Of course, the authors of the Fourteenth Amendment would be quite
surprised to learn that they had made same-sex marriage a
constitutional imperative. However, even putting originalism and
strict construction aside, it was heretofore accepted that only the
judicial branch—particularly the Supreme Court—has the authority to
determine the appropriate level of Fourteenth Amendment scrutiny and
whether a particular piece of legislation meets that level of scrutiny.
Apparently, President Obama has now taken that authority upon
himself. And this from an Administration that was outraged that
Congressmen were even discussing the proper interpretation of the
Fourteenth Amendment provision dealing with birthright citizenship.
This is not the first time that President Obama has shown he is willing
to do an end run around the other branches of government in pursuit of
his political agenda. His use of White House czars to circumvent
the Senate confirmation process and of the EPA to circumvent
legislative resistance to cap and trade should have forewarned us that
he would attempt today’s end run around the judicial system.
Even if today’s end run succeeds, President Obama may come to regret it
should he fail to win reelection. In that case, it will be up to
a Republican president to defend ObamaCare against current and future
constitutional challenges. Obama has just handed his successor a
perfect excuse to effectively repeal or cripple ObamaCare by refusing
to defend it in court.
Even in the short term, the President has strengthened the hand of
ObamaCare opponents, particularly the many states that question its
constitutionality and plan to resist its implementation. After
abandoning DOMA, Obama has no moral authority to argue that, because
ObamaCare is the law of the land, all government officials must enforce
it unless and until the Supreme Court decides it’s unconstitutional.

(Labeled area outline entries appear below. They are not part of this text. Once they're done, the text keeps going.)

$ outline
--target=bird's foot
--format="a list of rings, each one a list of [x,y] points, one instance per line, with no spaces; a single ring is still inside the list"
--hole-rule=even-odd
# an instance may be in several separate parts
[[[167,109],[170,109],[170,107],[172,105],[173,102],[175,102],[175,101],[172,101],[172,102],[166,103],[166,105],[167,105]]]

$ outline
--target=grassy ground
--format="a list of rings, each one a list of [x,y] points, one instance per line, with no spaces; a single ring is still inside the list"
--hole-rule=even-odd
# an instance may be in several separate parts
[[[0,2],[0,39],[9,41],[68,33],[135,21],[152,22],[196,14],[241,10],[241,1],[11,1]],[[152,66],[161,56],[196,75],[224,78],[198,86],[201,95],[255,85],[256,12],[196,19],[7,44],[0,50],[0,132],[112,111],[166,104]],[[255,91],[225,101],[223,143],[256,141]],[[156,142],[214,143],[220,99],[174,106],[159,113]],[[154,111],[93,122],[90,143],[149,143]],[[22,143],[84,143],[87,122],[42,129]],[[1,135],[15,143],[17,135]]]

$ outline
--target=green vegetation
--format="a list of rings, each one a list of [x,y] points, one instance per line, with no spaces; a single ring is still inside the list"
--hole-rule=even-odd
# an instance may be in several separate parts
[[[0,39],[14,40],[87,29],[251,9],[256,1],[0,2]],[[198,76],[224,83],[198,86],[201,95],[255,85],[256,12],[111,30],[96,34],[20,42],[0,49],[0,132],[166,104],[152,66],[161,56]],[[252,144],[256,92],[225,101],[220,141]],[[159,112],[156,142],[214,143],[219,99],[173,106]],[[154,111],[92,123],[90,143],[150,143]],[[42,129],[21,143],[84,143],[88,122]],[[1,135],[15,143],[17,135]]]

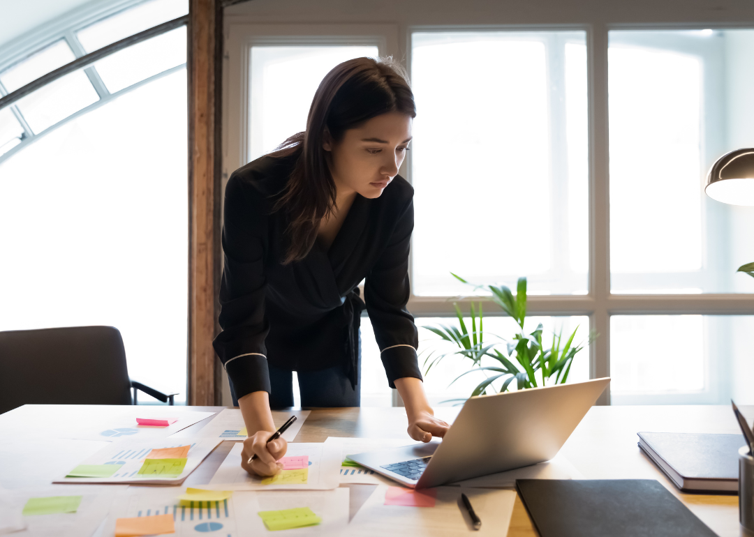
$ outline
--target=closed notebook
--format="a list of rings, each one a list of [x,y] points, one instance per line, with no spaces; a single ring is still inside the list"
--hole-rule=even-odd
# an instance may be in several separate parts
[[[517,479],[541,537],[715,537],[654,479]]]
[[[683,492],[738,492],[743,435],[637,434],[639,447]]]

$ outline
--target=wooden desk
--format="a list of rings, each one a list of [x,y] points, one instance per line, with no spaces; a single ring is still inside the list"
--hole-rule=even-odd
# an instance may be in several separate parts
[[[175,407],[176,412],[219,412],[219,407]],[[83,405],[26,405],[0,415],[0,485],[9,489],[48,485],[54,476],[74,467],[105,442],[66,440],[72,429],[117,413],[121,407]],[[754,407],[742,410],[751,423]],[[171,412],[173,410],[171,410]],[[457,408],[439,408],[452,422]],[[192,426],[200,432],[211,418]],[[738,499],[734,496],[690,495],[676,487],[636,445],[639,431],[740,434],[728,406],[593,407],[569,438],[562,453],[587,479],[657,479],[721,537],[738,537]],[[201,433],[200,433],[201,434]],[[314,410],[296,436],[297,442],[322,442],[328,436],[406,438],[402,408]],[[232,447],[225,441],[186,479],[185,484],[206,484]],[[373,485],[351,485],[351,516]],[[510,537],[535,535],[516,499],[508,531]]]

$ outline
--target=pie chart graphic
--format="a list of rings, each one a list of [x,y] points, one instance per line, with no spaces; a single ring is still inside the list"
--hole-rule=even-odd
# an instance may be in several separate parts
[[[194,529],[202,533],[209,533],[210,532],[216,532],[218,529],[222,529],[222,524],[219,522],[203,522],[201,524],[195,526]]]
[[[106,431],[103,431],[100,434],[103,436],[128,436],[129,435],[136,435],[139,432],[137,429],[130,429],[129,427],[124,427],[121,429],[109,429]]]

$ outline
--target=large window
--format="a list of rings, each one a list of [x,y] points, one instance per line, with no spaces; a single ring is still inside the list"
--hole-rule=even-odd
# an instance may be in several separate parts
[[[33,53],[0,58],[0,97],[187,11],[152,0],[84,17]],[[179,392],[176,402],[186,397],[185,50],[178,25],[0,108],[0,330],[115,326],[131,378]]]

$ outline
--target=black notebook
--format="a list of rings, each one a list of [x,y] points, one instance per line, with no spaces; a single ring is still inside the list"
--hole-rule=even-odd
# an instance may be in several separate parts
[[[683,492],[738,492],[743,435],[637,434],[639,447]]]
[[[516,479],[541,537],[716,537],[654,479]]]

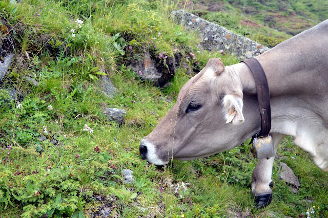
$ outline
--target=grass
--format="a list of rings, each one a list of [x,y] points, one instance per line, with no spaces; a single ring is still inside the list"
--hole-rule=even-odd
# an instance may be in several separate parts
[[[168,18],[175,7],[164,1],[0,3],[0,45],[16,54],[1,85],[18,93],[12,100],[0,92],[1,216],[94,217],[106,206],[113,217],[297,217],[314,206],[315,217],[328,216],[328,176],[289,139],[277,155],[294,170],[299,192],[292,193],[278,179],[282,159],[276,159],[273,201],[261,210],[250,191],[257,161],[247,143],[161,169],[141,160],[140,140],[190,75],[181,67],[171,85],[156,88],[126,67],[129,59],[145,51],[172,56],[182,47],[195,55],[190,66],[201,69],[212,57],[226,65],[238,61],[198,53],[196,36]],[[119,90],[112,98],[96,85],[105,74]],[[122,125],[106,121],[104,104],[127,111]],[[84,131],[85,124],[93,132]],[[124,169],[133,171],[134,183],[124,183]],[[175,193],[182,182],[187,190]]]

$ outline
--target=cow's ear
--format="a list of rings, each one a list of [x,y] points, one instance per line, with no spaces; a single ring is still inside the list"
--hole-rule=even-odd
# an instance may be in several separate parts
[[[239,95],[227,95],[223,99],[227,123],[239,125],[245,119],[242,115],[242,98]]]

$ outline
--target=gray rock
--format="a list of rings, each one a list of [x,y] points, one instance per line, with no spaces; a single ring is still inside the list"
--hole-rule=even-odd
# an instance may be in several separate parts
[[[102,75],[99,80],[99,84],[101,91],[107,96],[113,98],[117,94],[118,90],[116,88],[108,76]]]
[[[142,74],[140,75],[140,78],[144,80],[150,81],[152,83],[158,83],[158,80],[162,77],[162,74],[157,71],[149,53],[145,54],[145,58],[142,61],[137,61],[128,67],[133,71],[137,72],[138,75],[139,75],[139,72],[141,71]]]
[[[104,113],[107,117],[108,121],[115,121],[121,125],[127,113],[122,109],[105,107]]]
[[[13,101],[16,99],[16,95],[17,94],[17,90],[16,89],[12,89],[9,91],[9,96]]]
[[[29,77],[28,76],[25,77],[25,79],[27,80],[28,82],[35,86],[37,86],[39,85],[39,82],[35,80],[34,79]]]
[[[298,189],[301,186],[301,184],[292,169],[287,166],[287,164],[282,162],[279,163],[278,173],[279,175],[278,177],[279,179],[284,180],[287,183],[293,186],[293,192],[294,193],[298,192]]]
[[[173,11],[171,16],[186,29],[198,31],[203,39],[201,47],[209,51],[222,50],[235,54],[240,60],[259,55],[270,49],[244,36],[182,10]]]
[[[0,81],[5,78],[8,71],[10,64],[14,59],[13,54],[9,54],[4,58],[4,61],[0,63]]]
[[[104,207],[101,210],[100,213],[104,217],[109,217],[110,216],[112,211],[109,207]]]
[[[124,179],[124,182],[126,183],[133,183],[134,182],[133,178],[133,171],[131,169],[124,169],[122,170],[122,175]]]

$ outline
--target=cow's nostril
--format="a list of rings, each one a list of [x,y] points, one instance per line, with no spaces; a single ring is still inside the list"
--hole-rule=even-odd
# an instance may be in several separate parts
[[[146,157],[147,154],[147,147],[140,145],[140,147],[139,147],[139,150],[140,150],[140,155],[141,156],[142,160],[146,159]]]

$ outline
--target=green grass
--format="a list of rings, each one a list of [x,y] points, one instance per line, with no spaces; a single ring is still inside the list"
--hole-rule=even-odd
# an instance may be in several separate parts
[[[247,143],[161,169],[141,160],[140,140],[173,105],[190,75],[181,68],[170,85],[156,88],[126,67],[129,59],[145,51],[157,58],[181,49],[194,53],[189,64],[200,69],[213,57],[225,65],[238,62],[229,54],[197,52],[196,36],[168,18],[176,7],[164,1],[0,3],[0,45],[16,54],[1,85],[19,94],[13,101],[0,92],[0,216],[93,217],[104,205],[112,216],[127,217],[298,217],[313,206],[315,217],[328,216],[328,175],[288,139],[277,155],[294,170],[299,192],[292,193],[278,179],[281,159],[276,159],[273,201],[261,210],[250,191],[257,160]],[[96,85],[104,74],[118,89],[112,98]],[[121,126],[106,121],[104,104],[127,111]],[[84,131],[85,124],[93,132]],[[42,135],[47,140],[38,140]],[[122,178],[128,168],[132,184]],[[182,182],[188,190],[175,193]]]

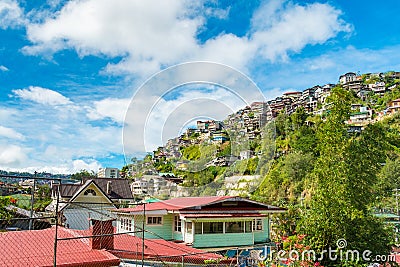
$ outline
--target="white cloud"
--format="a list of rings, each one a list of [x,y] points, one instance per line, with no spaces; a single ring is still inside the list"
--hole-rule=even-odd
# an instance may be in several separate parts
[[[25,136],[15,131],[14,129],[4,127],[0,125],[0,136],[4,136],[10,139],[25,140]]]
[[[1,160],[1,159],[0,159]],[[26,164],[25,164],[26,165]],[[102,165],[96,160],[71,160],[68,163],[57,164],[57,165],[40,165],[38,163],[29,167],[18,167],[17,165],[13,167],[2,168],[6,171],[20,171],[20,172],[49,172],[53,174],[72,174],[80,172],[81,170],[98,172]]]
[[[72,168],[70,170],[71,173],[76,173],[81,170],[88,170],[88,171],[94,171],[97,173],[97,171],[102,167],[102,165],[97,162],[96,160],[91,160],[90,162],[86,162],[81,159],[74,160],[72,162]]]
[[[0,166],[20,167],[26,160],[26,151],[22,147],[0,144]]]
[[[227,10],[191,1],[69,1],[43,23],[27,27],[28,54],[75,49],[79,55],[122,56],[105,68],[112,74],[149,75],[163,66],[210,60],[246,69],[255,58],[287,60],[307,45],[323,44],[351,26],[329,4],[298,5],[267,1],[254,13],[251,30],[238,37],[221,32],[197,40],[208,17],[226,18]]]
[[[29,86],[28,89],[16,89],[13,90],[13,93],[22,99],[43,105],[58,106],[71,104],[71,101],[60,93],[37,86]]]
[[[0,28],[15,28],[24,25],[26,20],[24,12],[17,1],[2,0],[0,2]]]
[[[9,69],[4,65],[0,65],[0,71],[6,72],[6,71],[9,71]]]
[[[93,103],[94,108],[88,109],[88,118],[91,120],[102,120],[110,118],[115,122],[122,123],[131,99],[106,98]]]

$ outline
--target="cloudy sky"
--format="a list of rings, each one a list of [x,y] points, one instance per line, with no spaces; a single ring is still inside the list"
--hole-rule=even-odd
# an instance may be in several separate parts
[[[399,71],[400,2],[379,3],[0,0],[0,169],[120,168],[124,152],[254,100],[232,75],[270,99],[348,71]],[[196,61],[234,74],[177,78],[174,66]],[[144,148],[126,147],[135,140]]]

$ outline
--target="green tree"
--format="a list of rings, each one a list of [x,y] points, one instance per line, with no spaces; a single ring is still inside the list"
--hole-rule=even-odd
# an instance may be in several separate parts
[[[350,100],[350,93],[342,88],[332,90],[330,113],[317,131],[320,156],[312,172],[317,188],[298,231],[319,252],[336,248],[337,240],[344,238],[346,249],[386,255],[390,251],[388,231],[369,209],[384,156],[384,136],[376,125],[367,127],[361,136],[348,135],[344,122]]]
[[[89,172],[88,170],[81,170],[71,175],[71,179],[74,180],[82,180],[83,178],[96,178],[96,175],[93,171]]]

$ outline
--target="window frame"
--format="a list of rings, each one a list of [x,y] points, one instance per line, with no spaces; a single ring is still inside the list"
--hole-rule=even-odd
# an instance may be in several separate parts
[[[264,219],[257,218],[253,220],[253,232],[264,231]]]
[[[182,232],[182,220],[179,218],[179,215],[174,216],[174,232]]]
[[[150,218],[151,222],[149,223]],[[154,222],[154,219],[156,220],[156,222]],[[151,226],[163,225],[163,216],[146,216],[146,225],[151,225]]]
[[[85,192],[83,192],[84,196],[93,196],[95,197],[97,195],[96,191],[92,188],[88,188],[85,190]]]

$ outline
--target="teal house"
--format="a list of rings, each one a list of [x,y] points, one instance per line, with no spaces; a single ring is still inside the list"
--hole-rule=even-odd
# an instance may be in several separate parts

Finally, even the President’s critics will concede that his conclusion
about the proper level of constitutional scrutiny for sexual
orientation—whether right or wrong—must have been based on legal
research and analysis rather than just a sudden political whim.
If so, Obama and Holder surely consulted the nation’s Solicitor
General—the government’s top constitutional attorney—when conducting
this important legal analysis. As a result, the Administration
will be called upon to disclose whether Elena Kagan was still Solicitor
General when this consultation began.
If the answer is yes and Kagan was involved in determining the federal
government’s official position on the proper scrutiny for sexual
orientation, it opens up an ethical can of worms for her concerning
Supreme Court cases in which that standard is at issue. It’s a
can of worms that Obama may come to regret.